At the rally, Brooks, who says he was asked to speak at the last minute and decided to deliver an old political stump speech, told the crowd: ’’Today is the day American patriots start taking down names and kicking ass.”

The violent insurrection at the Capitol left five people dead, including a U.S. Capitol Police officer. Republican lawmakers still overwhelmingly voted to block the certification of election results after the violence abated and they were allowed back into the Capitol.

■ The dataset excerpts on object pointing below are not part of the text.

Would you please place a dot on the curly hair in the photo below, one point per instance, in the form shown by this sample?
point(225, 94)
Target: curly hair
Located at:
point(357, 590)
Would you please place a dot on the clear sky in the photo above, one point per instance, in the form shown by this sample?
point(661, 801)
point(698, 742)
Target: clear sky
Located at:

Brooks’ statement Tuesday went on to justify his rally speech and his “work” delegitimizing the election results with an attestation to his own character as a “square” — and therefore, by his logic, incapable of inspiring a violent uprising.

He wrote:

“I have never smoked tobacco. I don’t consume alcohol. I have never taken illegal drugs. I have never been accused or convicted of any felonies or misdemeanors. In half a century of driving, I have never had a DUI, a reckless driving ticket or even a speeding ticket. I did once misjudge a traffic light and deservedly got a ticket, but that is it. I have never had a vehicle wreck in which anyone claimed I was at fault.”

Interestingly, Brooks, who endorsed Sen. Ted Cruz (R-Texas) for president in 2016, was once very critical of Trump, calling him a serial adulterer and “notorious flip-flopper.” Four year later, he faces being publicly reprimanded for his defense of Trump’s presidency.

Brooks ended his statement by quoting from the Rev. Martin Luther King Jr.’s 1963 “Letter From a Birmingham Jail,” in which King writes, “Injustice anywhere is a threat to justice everywhere.”

The injustice, according to Brooks, is the censure resolution he’s facing after encouraging Trump supporters to fight against the results of a fair election.